Gorontalo – Aspirasi petani dari wilayah barat Gorontalo yang disampaikan seorang mahasiswa dalam kuliah umum Menteri Pertanian (Mentan) Andi Amran Sulaiman langsung mendapat respons cepat. Hanya beberapa jam setelah aspirasi tersebut disampaikan, satu unit hand tractor dikirim dan tiba di Kabupaten Pohuwato pada dini hari.
Peristiwa itu terjadi saat Mentan Amran memberikan kuliah umum di Institut Agama Islam Negeri (IAIN) Sultan Amai Gorontalo, Sabtu (20/6). Dalam sesi tersebut, seorang mahasiswa bernama Husna Rupu yang berasal dari Kecamatan Popayato Barat meminta kesempatan berbicara untuk menyuarakan aspirasi petani di daerahnya.
Di hadapan ratusan peserta, Husna menegaskan bahwa kehadirannya bukan untuk kepentingan pribadi, melainkan membawa amanat para petani yang membutuhkan dukungan alat dan mesin pertanian untuk meningkatkan produktivitas lahan.

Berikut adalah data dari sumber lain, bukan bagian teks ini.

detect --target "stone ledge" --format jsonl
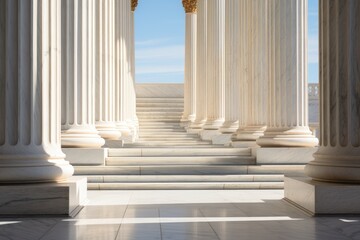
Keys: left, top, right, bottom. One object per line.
{"left": 200, "top": 130, "right": 220, "bottom": 141}
{"left": 284, "top": 176, "right": 360, "bottom": 215}
{"left": 63, "top": 148, "right": 108, "bottom": 165}
{"left": 0, "top": 177, "right": 87, "bottom": 217}
{"left": 256, "top": 147, "right": 318, "bottom": 164}
{"left": 212, "top": 134, "right": 233, "bottom": 145}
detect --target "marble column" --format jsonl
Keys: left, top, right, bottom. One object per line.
{"left": 124, "top": 0, "right": 138, "bottom": 141}
{"left": 203, "top": 0, "right": 225, "bottom": 130}
{"left": 232, "top": 0, "right": 267, "bottom": 144}
{"left": 219, "top": 0, "right": 240, "bottom": 134}
{"left": 181, "top": 0, "right": 197, "bottom": 127}
{"left": 305, "top": 0, "right": 360, "bottom": 182}
{"left": 115, "top": 0, "right": 131, "bottom": 137}
{"left": 189, "top": 0, "right": 207, "bottom": 130}
{"left": 0, "top": 0, "right": 74, "bottom": 182}
{"left": 61, "top": 0, "right": 105, "bottom": 148}
{"left": 257, "top": 0, "right": 318, "bottom": 147}
{"left": 95, "top": 0, "right": 122, "bottom": 140}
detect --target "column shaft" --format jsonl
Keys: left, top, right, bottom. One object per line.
{"left": 305, "top": 0, "right": 360, "bottom": 182}
{"left": 95, "top": 0, "right": 121, "bottom": 140}
{"left": 0, "top": 0, "right": 73, "bottom": 182}
{"left": 257, "top": 0, "right": 317, "bottom": 147}
{"left": 203, "top": 0, "right": 225, "bottom": 130}
{"left": 233, "top": 0, "right": 267, "bottom": 142}
{"left": 182, "top": 13, "right": 197, "bottom": 125}
{"left": 115, "top": 0, "right": 131, "bottom": 137}
{"left": 190, "top": 0, "right": 207, "bottom": 129}
{"left": 61, "top": 0, "right": 105, "bottom": 148}
{"left": 220, "top": 0, "right": 240, "bottom": 133}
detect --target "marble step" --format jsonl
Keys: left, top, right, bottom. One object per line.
{"left": 137, "top": 107, "right": 184, "bottom": 112}
{"left": 87, "top": 182, "right": 284, "bottom": 190}
{"left": 136, "top": 103, "right": 184, "bottom": 108}
{"left": 137, "top": 98, "right": 184, "bottom": 103}
{"left": 106, "top": 156, "right": 255, "bottom": 166}
{"left": 139, "top": 119, "right": 182, "bottom": 123}
{"left": 74, "top": 165, "right": 304, "bottom": 175}
{"left": 130, "top": 141, "right": 212, "bottom": 146}
{"left": 137, "top": 137, "right": 200, "bottom": 141}
{"left": 139, "top": 129, "right": 187, "bottom": 132}
{"left": 122, "top": 144, "right": 227, "bottom": 148}
{"left": 137, "top": 112, "right": 183, "bottom": 116}
{"left": 108, "top": 147, "right": 251, "bottom": 157}
{"left": 138, "top": 133, "right": 198, "bottom": 137}
{"left": 85, "top": 174, "right": 283, "bottom": 183}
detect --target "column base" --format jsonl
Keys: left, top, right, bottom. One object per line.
{"left": 212, "top": 133, "right": 233, "bottom": 145}
{"left": 231, "top": 141, "right": 258, "bottom": 148}
{"left": 256, "top": 147, "right": 318, "bottom": 164}
{"left": 200, "top": 130, "right": 220, "bottom": 141}
{"left": 257, "top": 127, "right": 319, "bottom": 147}
{"left": 219, "top": 121, "right": 239, "bottom": 134}
{"left": 62, "top": 148, "right": 108, "bottom": 165}
{"left": 0, "top": 177, "right": 87, "bottom": 216}
{"left": 187, "top": 128, "right": 203, "bottom": 134}
{"left": 304, "top": 147, "right": 360, "bottom": 183}
{"left": 203, "top": 119, "right": 225, "bottom": 130}
{"left": 96, "top": 122, "right": 122, "bottom": 140}
{"left": 0, "top": 152, "right": 74, "bottom": 183}
{"left": 233, "top": 125, "right": 266, "bottom": 141}
{"left": 61, "top": 127, "right": 105, "bottom": 148}
{"left": 116, "top": 121, "right": 131, "bottom": 138}
{"left": 284, "top": 176, "right": 360, "bottom": 215}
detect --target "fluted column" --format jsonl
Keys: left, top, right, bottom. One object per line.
{"left": 257, "top": 0, "right": 318, "bottom": 147}
{"left": 61, "top": 0, "right": 105, "bottom": 148}
{"left": 219, "top": 0, "right": 240, "bottom": 134}
{"left": 95, "top": 0, "right": 122, "bottom": 140}
{"left": 203, "top": 0, "right": 225, "bottom": 130}
{"left": 181, "top": 0, "right": 197, "bottom": 126}
{"left": 189, "top": 0, "right": 207, "bottom": 130}
{"left": 232, "top": 0, "right": 267, "bottom": 143}
{"left": 305, "top": 0, "right": 360, "bottom": 182}
{"left": 115, "top": 0, "right": 131, "bottom": 137}
{"left": 0, "top": 0, "right": 74, "bottom": 182}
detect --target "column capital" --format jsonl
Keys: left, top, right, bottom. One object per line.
{"left": 131, "top": 0, "right": 138, "bottom": 12}
{"left": 182, "top": 0, "right": 197, "bottom": 14}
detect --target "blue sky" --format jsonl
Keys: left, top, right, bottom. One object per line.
{"left": 135, "top": 0, "right": 319, "bottom": 83}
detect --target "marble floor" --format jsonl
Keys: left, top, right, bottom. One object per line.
{"left": 1, "top": 190, "right": 360, "bottom": 240}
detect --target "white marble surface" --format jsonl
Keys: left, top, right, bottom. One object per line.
{"left": 200, "top": 130, "right": 220, "bottom": 141}
{"left": 1, "top": 189, "right": 358, "bottom": 240}
{"left": 63, "top": 148, "right": 108, "bottom": 165}
{"left": 256, "top": 147, "right": 318, "bottom": 164}
{"left": 212, "top": 134, "right": 233, "bottom": 145}
{"left": 285, "top": 176, "right": 360, "bottom": 215}
{"left": 0, "top": 177, "right": 87, "bottom": 216}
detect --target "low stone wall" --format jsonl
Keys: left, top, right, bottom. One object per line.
{"left": 135, "top": 83, "right": 184, "bottom": 98}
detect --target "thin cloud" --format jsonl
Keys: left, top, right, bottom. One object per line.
{"left": 136, "top": 45, "right": 184, "bottom": 60}
{"left": 136, "top": 65, "right": 183, "bottom": 75}
{"left": 308, "top": 34, "right": 319, "bottom": 64}
{"left": 135, "top": 38, "right": 172, "bottom": 47}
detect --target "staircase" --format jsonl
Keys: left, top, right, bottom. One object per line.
{"left": 75, "top": 97, "right": 304, "bottom": 190}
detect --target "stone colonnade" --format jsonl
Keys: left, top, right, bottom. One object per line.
{"left": 183, "top": 0, "right": 360, "bottom": 186}
{"left": 0, "top": 0, "right": 137, "bottom": 183}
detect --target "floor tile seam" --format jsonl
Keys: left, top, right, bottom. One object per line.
{"left": 38, "top": 219, "right": 62, "bottom": 240}
{"left": 115, "top": 193, "right": 132, "bottom": 240}
{"left": 158, "top": 208, "right": 164, "bottom": 240}
{"left": 198, "top": 208, "right": 222, "bottom": 240}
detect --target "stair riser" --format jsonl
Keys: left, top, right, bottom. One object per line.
{"left": 108, "top": 148, "right": 251, "bottom": 157}
{"left": 85, "top": 175, "right": 284, "bottom": 183}
{"left": 106, "top": 157, "right": 256, "bottom": 166}
{"left": 87, "top": 182, "right": 284, "bottom": 190}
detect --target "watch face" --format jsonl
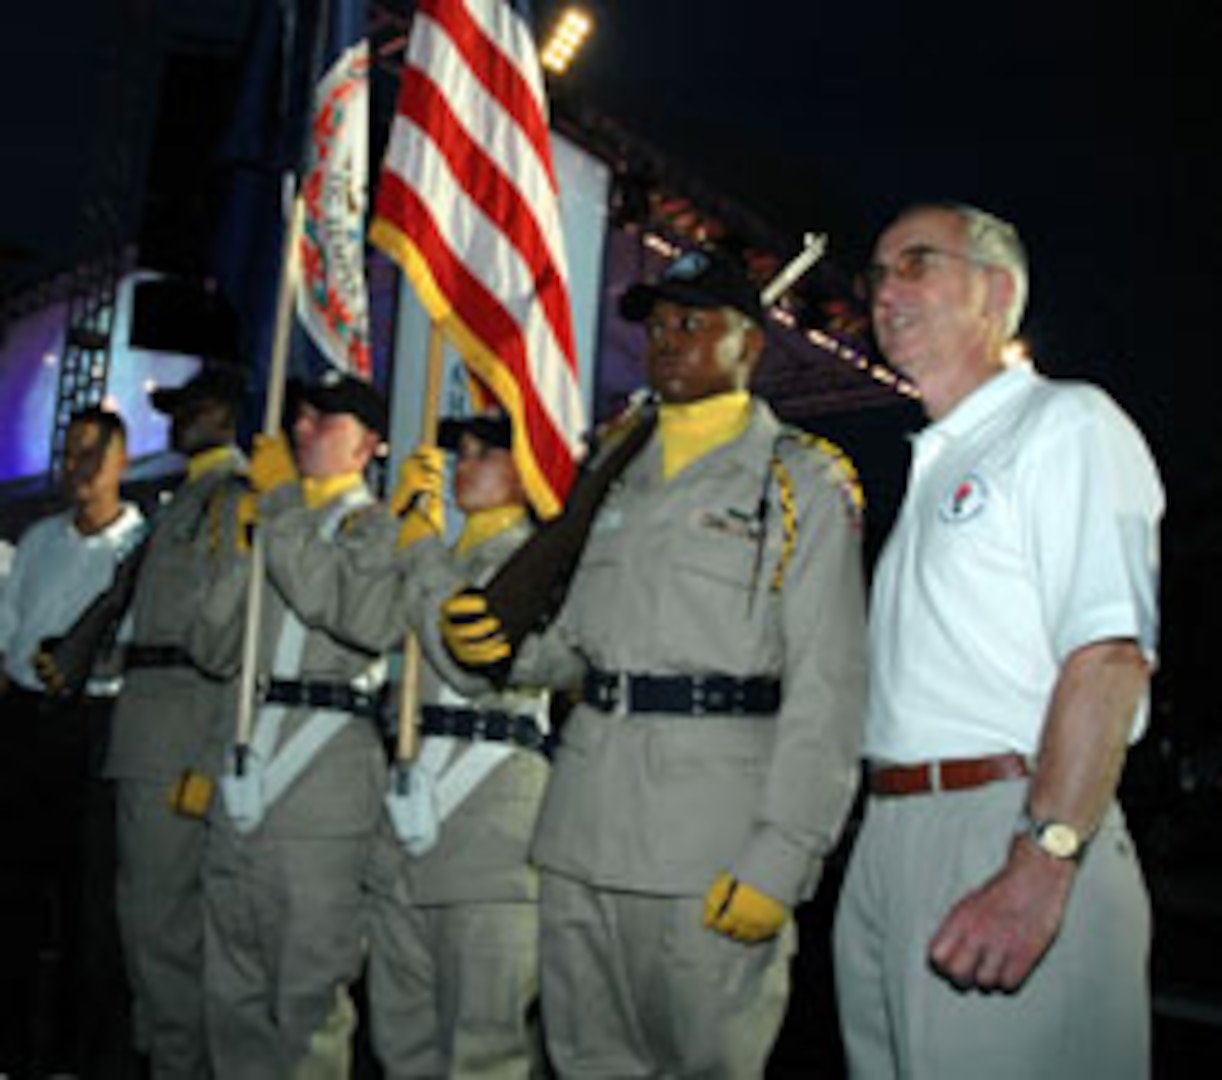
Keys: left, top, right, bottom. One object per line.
{"left": 1039, "top": 822, "right": 1082, "bottom": 859}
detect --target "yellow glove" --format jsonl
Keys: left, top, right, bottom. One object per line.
{"left": 392, "top": 445, "right": 445, "bottom": 549}
{"left": 249, "top": 432, "right": 298, "bottom": 494}
{"left": 390, "top": 445, "right": 445, "bottom": 516}
{"left": 440, "top": 588, "right": 512, "bottom": 667}
{"left": 234, "top": 491, "right": 258, "bottom": 552}
{"left": 703, "top": 873, "right": 789, "bottom": 943}
{"left": 168, "top": 769, "right": 215, "bottom": 820}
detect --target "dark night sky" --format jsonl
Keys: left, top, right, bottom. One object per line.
{"left": 2, "top": 0, "right": 1220, "bottom": 510}
{"left": 543, "top": 0, "right": 1222, "bottom": 512}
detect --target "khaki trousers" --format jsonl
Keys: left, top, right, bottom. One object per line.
{"left": 202, "top": 816, "right": 370, "bottom": 1080}
{"left": 833, "top": 779, "right": 1151, "bottom": 1080}
{"left": 115, "top": 778, "right": 211, "bottom": 1079}
{"left": 539, "top": 871, "right": 794, "bottom": 1079}
{"left": 367, "top": 880, "right": 542, "bottom": 1080}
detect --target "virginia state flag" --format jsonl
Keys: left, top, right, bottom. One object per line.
{"left": 213, "top": 0, "right": 372, "bottom": 389}
{"left": 295, "top": 0, "right": 372, "bottom": 377}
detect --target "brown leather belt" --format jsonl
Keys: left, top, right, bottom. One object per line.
{"left": 868, "top": 752, "right": 1030, "bottom": 797}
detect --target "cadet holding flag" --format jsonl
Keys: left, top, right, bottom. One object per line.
{"left": 443, "top": 249, "right": 869, "bottom": 1077}
{"left": 187, "top": 373, "right": 395, "bottom": 1079}
{"left": 314, "top": 409, "right": 549, "bottom": 1078}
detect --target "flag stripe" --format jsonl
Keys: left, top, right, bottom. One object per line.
{"left": 405, "top": 16, "right": 565, "bottom": 271}
{"left": 370, "top": 187, "right": 576, "bottom": 511}
{"left": 371, "top": 0, "right": 583, "bottom": 515}
{"left": 417, "top": 0, "right": 556, "bottom": 191}
{"left": 376, "top": 152, "right": 582, "bottom": 463}
{"left": 390, "top": 66, "right": 577, "bottom": 365}
{"left": 378, "top": 111, "right": 583, "bottom": 455}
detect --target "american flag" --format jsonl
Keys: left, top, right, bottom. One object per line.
{"left": 369, "top": 0, "right": 584, "bottom": 517}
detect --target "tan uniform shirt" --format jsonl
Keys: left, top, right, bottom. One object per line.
{"left": 401, "top": 517, "right": 549, "bottom": 905}
{"left": 190, "top": 483, "right": 396, "bottom": 836}
{"left": 516, "top": 399, "right": 867, "bottom": 907}
{"left": 106, "top": 450, "right": 246, "bottom": 780}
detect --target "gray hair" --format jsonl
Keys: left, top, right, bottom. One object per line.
{"left": 900, "top": 202, "right": 1030, "bottom": 338}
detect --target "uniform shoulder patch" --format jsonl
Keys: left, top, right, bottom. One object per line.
{"left": 786, "top": 431, "right": 865, "bottom": 525}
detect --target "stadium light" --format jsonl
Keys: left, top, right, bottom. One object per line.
{"left": 541, "top": 7, "right": 593, "bottom": 75}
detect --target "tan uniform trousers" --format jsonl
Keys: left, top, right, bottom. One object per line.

“Bapak Menteri Pertanian, saya sebagai mahasiswa yang berasal dari wilayah barat Gorontalo menyampaikan aspirasi petani yang dititipkan kepada saya. Gorontalo memang menjadi tempat Penas, tetapi di Gorontalo bagian barat petaninya belum sejahtera. Masyarakat petani sawah memberikan mandat kepada saya untuk menyampaikan aspirasi mereka kepada Bapak Menteri dan meminta solusi konkret,” ujar Husna dalam dialog bersama Mentan Amran.

Ia juga menyampaikan bahwa terdapat sekitar 5 hektare lahan sawah yang membutuhkan dukungan alat pertanian agar pengelolaannya lebih optimal dan mampu meningkatkan hasil panen petani.
Menanggapi hal tersebut, Mentan Amran langsung memerintahkan jajarannya untuk menyalurkan satu unit hand tractor kepada kelompok tani yang diwakili mahasiswa tersebut.
“Ini minta hanya 5 hektare. Kasih hand tractor satu sekarang. Kamu bawa pulang. Bawakan ke petaninya. Bawa pulang itu hand tractor dari Pak Menteri. Olah itu. Inilah bentuk keadilan karena membangun Nusantara tidak mudah. Kalau berteriak gampang. Mau bantu petani atau ribut? Sekarang hand tractor itu bawa pulang kasih ke petani,” tegas Mentan Amran.
Amran menilai keberanian mahasiswa tersebut mencerminkan idealisme yang patut diapresiasi. Ia menyebut mahasiswa memiliki peran penting sebagai penyambung aspirasi masyarakat, terutama kelompok petani yang membutuhkan perhatian pemerintah.
“Saya suka dia karena memperjuangkan orang kecil. Jadi jelas perjuangannya. Yang saya bangga adalah idealisme mahasiswa, bukan memperjuangkan dirinya sendiri, tetapi memperjuangkan rakyat,” ujarnya.
Respons cepat tersebut tidak berhenti di ruang kuliah umum. Beberapa jam setelah kegiatan selesai, satu unit hand tractor diberangkatkan menuju Desa Molosipat Utara, Kecamatan Popayato Barat, Kabupaten Pohuwato.
Alat dan mesin pertanian (alsintan) itu menempuh perjalanan sekitar enam jam dari Kota Gorontalo. Pada Minggu (21/6) sekitar pukul 02.00 Wita, bantuan tersebut tiba di lokasi dan langsung siap digunakan oleh kelompok tani setempat.
Bantuan ini diharapkan dapat membantu petani dalam mengolah lahan secara lebih efisien, meningkatkan produktivitas pertanian, serta mendukung upaya pemerintah dalam memperkuat ketahanan pangan nasional.